Micelio
T-66352(07-05-13)Corte Suprema de Justicia · Sala Tutelas2013

Magistrado ponente: Javier De Jesús Zapata Ortiz

Decreto 1382 de 2000Decreto 2591 de 1991

CORTE SUPREMA DE JUSTICIA República de Colombia Corte Suprema de Justicia Tutela Rad. 66352 Impugnación Faiver Augusto Segura Ochoa República de Colombia Corte Suprema de Justicia Tutela Rad. 66352 Impugnación Faiver Augusto Segura Ochoa CORTE SUPREMA DE JUSTICIA SALA DE CASACIÓN PENAL - SALA DE DECISIÓN DE TUTELAS Magistrado Ponente JAVIER ZAPATA ORTIZ Aprobada Acta No.134 Bogotá. D.C., siete (7) de mayo de dos mil trece (2013) Decide la Sala la impugnación interpuesta por el apoderado de FAIVER AUGUSTO SEGURA OCHOA, contra el fallo proferido el 14 de marzo de este año por la SALA PENAL DEL TRIBUNAL SUPERIOR DE NEIVA, mediante el cual negó el amparo de sus derechos fundamentales, presuntamente vulnerados por la COMISIÓN NACIONAL DEL SERVICIO CIVIL.

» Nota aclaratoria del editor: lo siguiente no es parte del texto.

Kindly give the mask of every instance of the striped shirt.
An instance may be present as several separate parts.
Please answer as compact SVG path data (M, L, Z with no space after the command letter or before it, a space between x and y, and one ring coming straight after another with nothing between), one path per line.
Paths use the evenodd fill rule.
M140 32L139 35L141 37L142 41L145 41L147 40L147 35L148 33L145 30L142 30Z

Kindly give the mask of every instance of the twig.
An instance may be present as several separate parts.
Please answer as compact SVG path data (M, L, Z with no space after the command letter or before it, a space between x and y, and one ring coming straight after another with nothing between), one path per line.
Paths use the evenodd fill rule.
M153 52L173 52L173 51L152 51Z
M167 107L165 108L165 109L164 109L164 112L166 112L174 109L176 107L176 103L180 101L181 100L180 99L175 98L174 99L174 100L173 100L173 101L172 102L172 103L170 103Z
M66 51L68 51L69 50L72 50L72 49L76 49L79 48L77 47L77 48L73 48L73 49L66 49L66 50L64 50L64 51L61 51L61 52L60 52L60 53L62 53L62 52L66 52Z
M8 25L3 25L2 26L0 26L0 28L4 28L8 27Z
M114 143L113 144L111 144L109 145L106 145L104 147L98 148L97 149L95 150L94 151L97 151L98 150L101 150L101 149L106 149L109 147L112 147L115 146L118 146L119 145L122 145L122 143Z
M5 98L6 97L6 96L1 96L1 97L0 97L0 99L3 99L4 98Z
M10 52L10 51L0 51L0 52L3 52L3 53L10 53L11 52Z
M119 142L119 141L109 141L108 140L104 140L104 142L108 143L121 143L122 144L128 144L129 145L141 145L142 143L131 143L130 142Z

ANTECEDENTES Y FUNDAMENTOS DE LA ACCIÓN Así fueron sintetizados por el A Quo: “Adujo el tutelante a través de su representante judicial, haberse inscrito en la convocatoria No. 001 de 2005 de la COMISIÓN NACIONAL DEL SERVICIO CIVIL, con el fin de acceder a una de las vacantes del nivel profesional del HOSPITAL UNIVERSITARIO HERNANDO MONCALEANO PERDOMO de esta ciudad, superando la prueba básica de conocimientos.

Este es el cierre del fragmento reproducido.